“Schwankovsky, for instance, is an entertaining person, and he certainly has cultivated his taste to an extraordinary and sure degree, and he’s done a whole lot for art in our benighted country. But he inherited his millions. His imagination never had to go into the making of them. Only in the spending. He uses his imagination in the spending, you in the making. Nobody would have time to do both.
“I’d be willing to bet quite a lot, Hugh, that you in this particular case are the one who’s right. Not about the picture. Schwankovsky’s more likely to be right about that. But about the girl. Your genius must be in sizing up people. All business men, successful ones, have to be able to size up people. That’s obvious. And if you see that Ariel Clare is just a simple, wholesome girl who happened to have an artist for a father, but herself is a type to make a good nurse or maid, something practical and useful, then I think you’re right in sticking to it and being disgusted at the idea of Joan and her friend Schwankovsky thinking they can make a silk purse out of a sow’s ear.... I’d accept your judgment on a person much quicker than anybody’s down there.”
She waved her cigarette in its long holder in the direction of the Schwankovsky party.
“Have you ever in your life tasted such onion soup?” she murmured after a minute of rather stunned silence on Hugh’s part. “How old is she, by the way?

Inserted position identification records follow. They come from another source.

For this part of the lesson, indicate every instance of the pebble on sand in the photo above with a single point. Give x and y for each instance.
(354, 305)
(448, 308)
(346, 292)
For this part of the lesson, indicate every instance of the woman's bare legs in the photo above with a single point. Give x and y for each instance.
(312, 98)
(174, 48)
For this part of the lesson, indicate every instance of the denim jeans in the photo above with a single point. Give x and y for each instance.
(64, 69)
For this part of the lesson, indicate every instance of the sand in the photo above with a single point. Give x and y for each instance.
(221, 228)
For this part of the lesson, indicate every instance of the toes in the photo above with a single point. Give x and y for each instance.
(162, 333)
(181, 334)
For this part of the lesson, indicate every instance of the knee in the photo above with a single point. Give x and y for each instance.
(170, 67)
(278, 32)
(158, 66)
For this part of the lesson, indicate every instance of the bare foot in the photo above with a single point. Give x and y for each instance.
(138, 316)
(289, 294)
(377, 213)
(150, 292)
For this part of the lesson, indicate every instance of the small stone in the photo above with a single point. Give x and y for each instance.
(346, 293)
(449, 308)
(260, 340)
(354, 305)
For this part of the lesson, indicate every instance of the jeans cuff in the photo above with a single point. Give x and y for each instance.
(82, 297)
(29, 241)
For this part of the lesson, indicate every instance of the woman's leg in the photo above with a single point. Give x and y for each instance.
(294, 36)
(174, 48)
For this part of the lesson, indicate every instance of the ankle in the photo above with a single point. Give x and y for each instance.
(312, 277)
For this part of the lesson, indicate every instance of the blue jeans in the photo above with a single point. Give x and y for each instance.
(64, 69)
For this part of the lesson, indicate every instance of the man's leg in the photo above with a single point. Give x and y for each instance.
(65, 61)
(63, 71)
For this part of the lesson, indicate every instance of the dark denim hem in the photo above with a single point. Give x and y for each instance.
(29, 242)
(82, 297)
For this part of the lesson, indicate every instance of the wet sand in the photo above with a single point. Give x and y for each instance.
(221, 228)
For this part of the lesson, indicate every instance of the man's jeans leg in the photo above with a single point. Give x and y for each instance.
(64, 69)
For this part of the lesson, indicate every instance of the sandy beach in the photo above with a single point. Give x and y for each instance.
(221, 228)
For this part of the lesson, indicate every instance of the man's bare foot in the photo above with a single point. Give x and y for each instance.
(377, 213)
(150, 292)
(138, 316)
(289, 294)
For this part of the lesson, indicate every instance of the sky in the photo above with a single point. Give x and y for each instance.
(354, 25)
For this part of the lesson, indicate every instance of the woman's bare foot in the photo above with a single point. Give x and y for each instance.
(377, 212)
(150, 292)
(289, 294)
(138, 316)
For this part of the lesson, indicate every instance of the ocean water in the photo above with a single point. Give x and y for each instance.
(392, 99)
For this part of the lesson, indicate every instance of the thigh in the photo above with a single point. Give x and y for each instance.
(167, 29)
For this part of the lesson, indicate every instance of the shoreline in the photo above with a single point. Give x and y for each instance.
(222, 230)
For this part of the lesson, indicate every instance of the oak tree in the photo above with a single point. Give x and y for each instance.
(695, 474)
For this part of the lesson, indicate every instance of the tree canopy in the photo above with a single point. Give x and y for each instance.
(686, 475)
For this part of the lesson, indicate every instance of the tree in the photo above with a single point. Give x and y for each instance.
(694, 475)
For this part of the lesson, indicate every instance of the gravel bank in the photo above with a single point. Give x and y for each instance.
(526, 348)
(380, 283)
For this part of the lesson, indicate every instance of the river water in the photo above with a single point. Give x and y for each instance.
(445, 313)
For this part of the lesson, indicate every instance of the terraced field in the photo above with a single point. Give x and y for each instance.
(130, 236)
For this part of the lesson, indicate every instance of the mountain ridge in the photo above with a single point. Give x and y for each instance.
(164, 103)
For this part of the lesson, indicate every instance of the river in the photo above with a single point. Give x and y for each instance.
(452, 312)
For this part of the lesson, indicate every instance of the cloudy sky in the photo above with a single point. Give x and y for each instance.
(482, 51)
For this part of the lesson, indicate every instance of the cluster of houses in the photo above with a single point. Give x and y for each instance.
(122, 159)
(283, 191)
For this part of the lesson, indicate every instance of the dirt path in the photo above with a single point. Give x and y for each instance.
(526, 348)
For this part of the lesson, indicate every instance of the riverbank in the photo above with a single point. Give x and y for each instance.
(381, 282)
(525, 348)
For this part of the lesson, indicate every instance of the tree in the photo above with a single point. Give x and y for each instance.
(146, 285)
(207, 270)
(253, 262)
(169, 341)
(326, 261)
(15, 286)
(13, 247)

To become a dancer one should start very young.”
“Ariel, you mean? Yes, the soup is very good. She’s twenty to-day. It’s her birthday.”
As Hugh said this, Ariel caught sight of him for the first time, and smiled up at the balcony. He bowed to her, and his own smile was rather constrained. But he felt that a finger of sunshine had suddenly traversed his heart. He said again, not realizing that he was repeating himself, “To-day is her birthday. She is twenty.”
Chapter XX
Joan telephoned Hugh the next morning early and asked him to pick her up at Holly if he was driving to town that day. This was not an unusual request, but for all its usualness Hugh never failed to be delightedly surprised to the point of suddenly being able to eat no more breakfast. To-day, however, its effect on him was unusual. He was delighted, it is true, and decided instantly that he was driving, of course, although he had intended going in by train and leaving the car for his mother. The sudden change in plan necessitated hiring a car and driver from a Tarrytown garage by telephone, writing a note of explanation to his mother, who was still asleep, and arriving an hour or so late at his office. This meant nothing to him, or ordinarily would have meant nothing, compared with the felicity of having Joan’s company on the long drive. But to-day, on returning from the telephone, he finished his whole breakfast and told himself that if he drove fast perhaps he needn’t be much more than an hour late in town. He’d try, anyway.
It had been a long winter. But to-day not so much as a wispy trace of it was left in the Wild Acres woods. As he drove down the avenue he marveled how the last patches of snow had melted from the hollows over night. The woods glistened with red and purple and gold leaf-buds. To-morrow, or the next day—or the day after that, at the latest,—it would be a golden-green blaze through here.